Today a male colleague told me that he wished more women grad students had 'monomania' when it came to research/Science. What a thing to wish for.
This conversation made me wonder whether I was a monomaniac in grad school. I don't think I was, but it was a long time ago and I am not necessarily able to judge this myself. There have always been other things that are important to me in addition to my research, so I would be surprised if I was ever a monomaniac, sensu stricto.
You can work hard and be intensely interested in your research without being a monomaniac. I certainly don't expect monomaniacity (monomaniacness?) from my own students. Surely having a balanced life in grad school is a healthier way to be and better preparation for a happy life after grad school.

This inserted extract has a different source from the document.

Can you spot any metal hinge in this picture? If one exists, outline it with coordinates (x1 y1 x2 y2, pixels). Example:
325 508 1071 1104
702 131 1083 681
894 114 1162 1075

I've said it before many times: It's not the women who should change, it's the culture. No one should have to be a monomaniac to succeed. In my gloomier moments, I think that Academia won't change significantly until it becomes more diverse, but it won't become more diverse until it changes significantly, but it can't change until it becomes more diverse, and so on.
In a related conversation with the same colleague, he expressed some concern on my behalf today. I recently put together a collection of images that I created and that I hope will help students in some of my intermediate level courses. The image collection is available free in electronic form, but I also put the collection together in a visually stunning (well, aesthetically pleasing, anyway) form that can be printed inexpensively from a self-publishing site if anyone wants to have the collection in the form of a glossy printed book.
My colleague was concerned that if students went to this book publishing site to get the science book, they would see some non-scientific things I have on the same site. He thought I should have used different sites for my non-science and science writing. (Or maybe I should just write everything anonymously?)
It's not as if my non-science writing is embarrassing, or, at least, I don't think so.. (Maybe my colleague thinks so, though. Hmm). It's not as if I wrote obscene poems or thinly veiled descriptions of odious colleagues (the latter I do here, in my blog). Mostly it's just stories I wrote for my daughter. It didn't even occur to me to care if my students saw these stories. It's fine with me if they do, and then they will surely know that I am not a monomaniac.